Matinee - Konzert der „Liedertafel“ im lauschigen Biergarten
Chorgesang von Glaube, Wein, und Liebe
Bad Breisig. Das war ein Vormittag - so recht zum Singen. In den von der Sommersonne durchfluteten Biergarten des Wirtshauses „Zum weißen Ross“ hatte der Männergesangverein „Liedertafel“ mit seinem dynamischen Vorsitzenden Viktor Schnickler zu seinem traditionellen Matinee-Konzert eingeladen. Gerade 130 Jahre alt geworden, hat der Chor nichts von seiner großen Fangemeinde in der Bürgerschaft eingebüßt. Er ist zwar dem Trend der Zeit folgend etwas geschrumpft, und die älteren Herren sind in der Überzahl, aber musikalisch hat er viel Gutes zu bieten. Wie gewohnt, wenn das Wetter mitmacht, waren beim Konzert die Stühle in dem lauschigen Park bis auf den letzten Platz gefüllt. Mit Eberhard Hohn hat der Chor einen tüchtigen und äußerst beliebten Musikpädagogen am Dirigentenpult, dessen Charisma nicht nur die Sänger, sondern auch das Publikum in seinen Bann zieht. Der Chor hat auch gute Solisten: Hans Probst (Tenor) und Viktor Schmickler (Bariton) - und sogar Fritz Söller mit der Mundharmonika. Das alles waren beste Voraussetzungen für ein erlebnisreiches Auftreten der „Liedertafel“. Der Biergarten mit seinem grünen Dach aus Laub und Reben hat im Sommer seinen besonderen Reiz. Hierhin passt eine Vortragsfolge aus dem volkstümlichen Repertoire des Chors von Eberhard Hohn zusammengestellt. Er selbst findet stets passende verbindende Worte zwischen den Programmblöcken. Alexa Schmitgen on der Tourist-Info begrüßte das Auditorium.

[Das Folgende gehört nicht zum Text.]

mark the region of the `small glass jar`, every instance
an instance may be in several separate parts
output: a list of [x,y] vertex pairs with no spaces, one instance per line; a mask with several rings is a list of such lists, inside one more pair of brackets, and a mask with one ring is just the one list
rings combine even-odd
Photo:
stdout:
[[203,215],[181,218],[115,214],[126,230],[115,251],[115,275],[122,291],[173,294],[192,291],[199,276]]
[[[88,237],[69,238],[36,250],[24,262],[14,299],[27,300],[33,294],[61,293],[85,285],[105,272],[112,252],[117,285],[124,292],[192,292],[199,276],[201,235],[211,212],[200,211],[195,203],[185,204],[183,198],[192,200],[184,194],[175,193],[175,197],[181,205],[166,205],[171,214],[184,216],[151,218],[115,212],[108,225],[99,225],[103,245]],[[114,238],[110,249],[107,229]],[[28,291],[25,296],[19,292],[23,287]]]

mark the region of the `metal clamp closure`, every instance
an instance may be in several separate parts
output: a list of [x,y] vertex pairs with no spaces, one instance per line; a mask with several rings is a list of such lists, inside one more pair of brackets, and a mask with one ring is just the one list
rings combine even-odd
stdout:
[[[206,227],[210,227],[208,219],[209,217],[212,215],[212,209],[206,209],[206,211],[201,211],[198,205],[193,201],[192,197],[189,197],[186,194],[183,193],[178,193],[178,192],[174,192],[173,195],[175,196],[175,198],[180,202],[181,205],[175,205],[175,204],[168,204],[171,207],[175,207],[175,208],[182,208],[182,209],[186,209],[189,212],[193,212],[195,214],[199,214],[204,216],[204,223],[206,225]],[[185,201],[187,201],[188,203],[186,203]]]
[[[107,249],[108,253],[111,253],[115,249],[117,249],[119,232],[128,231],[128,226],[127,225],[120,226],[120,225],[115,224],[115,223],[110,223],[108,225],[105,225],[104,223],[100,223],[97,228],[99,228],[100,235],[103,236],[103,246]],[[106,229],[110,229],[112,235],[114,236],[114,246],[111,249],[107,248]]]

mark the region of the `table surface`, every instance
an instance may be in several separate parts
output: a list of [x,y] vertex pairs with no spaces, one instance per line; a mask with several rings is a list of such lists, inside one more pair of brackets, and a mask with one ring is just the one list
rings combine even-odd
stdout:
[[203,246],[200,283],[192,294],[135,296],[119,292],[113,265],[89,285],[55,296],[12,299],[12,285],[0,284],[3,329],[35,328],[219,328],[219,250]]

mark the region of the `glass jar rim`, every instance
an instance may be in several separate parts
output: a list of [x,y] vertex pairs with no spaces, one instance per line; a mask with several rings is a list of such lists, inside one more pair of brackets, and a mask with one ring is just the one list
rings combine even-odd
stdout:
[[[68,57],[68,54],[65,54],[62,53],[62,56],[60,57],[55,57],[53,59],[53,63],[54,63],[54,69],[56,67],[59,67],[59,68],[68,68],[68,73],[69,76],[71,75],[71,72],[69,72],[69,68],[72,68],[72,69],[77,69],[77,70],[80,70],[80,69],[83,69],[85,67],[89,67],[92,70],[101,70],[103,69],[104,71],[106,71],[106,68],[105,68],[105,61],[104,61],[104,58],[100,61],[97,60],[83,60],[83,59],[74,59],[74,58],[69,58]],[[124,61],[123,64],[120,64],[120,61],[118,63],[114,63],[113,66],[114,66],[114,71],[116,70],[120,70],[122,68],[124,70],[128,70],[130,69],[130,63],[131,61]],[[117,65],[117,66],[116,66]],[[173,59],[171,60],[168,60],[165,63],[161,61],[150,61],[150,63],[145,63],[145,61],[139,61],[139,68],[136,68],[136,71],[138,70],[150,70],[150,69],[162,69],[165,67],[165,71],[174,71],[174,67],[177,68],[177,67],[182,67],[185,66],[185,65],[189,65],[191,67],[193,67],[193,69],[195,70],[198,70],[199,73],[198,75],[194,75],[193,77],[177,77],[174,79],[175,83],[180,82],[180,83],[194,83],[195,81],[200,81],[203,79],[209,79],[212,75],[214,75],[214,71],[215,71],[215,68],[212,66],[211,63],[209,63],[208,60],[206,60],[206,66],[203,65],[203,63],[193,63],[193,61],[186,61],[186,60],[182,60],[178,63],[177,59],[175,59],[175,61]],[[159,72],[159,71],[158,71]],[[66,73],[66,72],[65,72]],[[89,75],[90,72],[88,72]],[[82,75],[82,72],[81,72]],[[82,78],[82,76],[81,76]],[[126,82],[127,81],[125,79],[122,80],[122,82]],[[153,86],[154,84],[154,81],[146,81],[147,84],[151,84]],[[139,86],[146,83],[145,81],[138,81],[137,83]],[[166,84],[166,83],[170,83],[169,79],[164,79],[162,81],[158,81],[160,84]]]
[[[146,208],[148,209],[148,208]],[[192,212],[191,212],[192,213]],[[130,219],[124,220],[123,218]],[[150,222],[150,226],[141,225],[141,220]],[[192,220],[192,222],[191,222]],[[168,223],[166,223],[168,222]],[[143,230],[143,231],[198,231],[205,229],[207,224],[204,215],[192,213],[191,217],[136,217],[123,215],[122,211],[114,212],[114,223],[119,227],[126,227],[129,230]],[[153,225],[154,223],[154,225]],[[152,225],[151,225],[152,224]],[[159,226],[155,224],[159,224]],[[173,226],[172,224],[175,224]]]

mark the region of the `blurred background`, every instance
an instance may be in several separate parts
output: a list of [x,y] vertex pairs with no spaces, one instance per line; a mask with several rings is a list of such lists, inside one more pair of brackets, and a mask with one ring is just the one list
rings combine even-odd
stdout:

„Musica zu Ehren“ von Wilhelm Heinrichs erklang zum Auftakt mit fröhlichem Unterton und schlug die Brücke zur Aufforderung „Singen, Klingen, Freude bringen“ mit der Feststellung: „Unsere Lieder klingen in die weite Welt hinein.“ Es folgte der musikalische Rippenstoß „Lebe-liebe-lache“ von Robert Pappert. Da kam die Einladung aus dem „Trinklied“ von Christoph Siegler gerade recht. Anschließend kam eintrauriges Lied, das den Damen die Tränen in die Augen drückte: der „Bajazzo“, der gesungene Jammer über die verschmähte Liebe eines traurigen Bänkelsängers. Es ist ein melodiöses Renommier-Stück, speziell für romantisch eingestellte Damen. Durch „Diese flotte Melodie“ von Peter Frommelt, eine Anleihe bei Glenn Millers Welthit „american patrol“, halb gesungen, halb gesummt, kehrte man zur guten Laune zurück. Nun besann sich der Chor auf seine weinselige Heimat: „Am schönen Rhein“ von Richard Pappert-Picard. Es folgte ein ernster Blick in den Westen Europas: Die „Irischen Segenswünsche“. Das Gebet von der Grünen Insel wurde ursprünglich getextet und komponiert von Marcus Pytlik, dann für Männerchor arrangiert von Othmar Kist. Die „Ilsebill“, das Chorlied von Anton Pash, feierte fröhliche Wiederauferstehung im Vortrag der „Liedertafel“. Ganz andere Töne gab es dann im Lied „Fremde Häfen“ will ich sehen, eine Art Shanty, sozusagen Seemannsgarn im Marsch-Rhythmus. In spanische Gefilde entführte der Chor das Publikum mit „Chiquita Rosa“ von Pasquale Thibaut. Noch einmal wird es „dunkel“: „Die Nacht“ von Wilhelm Heinrichs. Ein fröhlicher Ausklang waren dagegen die „American Folksongs“, zusammengestellt von Otto Groll. Reicher Beifall der Besucher und die eine oder andere Zugabe folgten, sodass es ein erlebenswerter Vormittag mit der „Liedertafel“ war.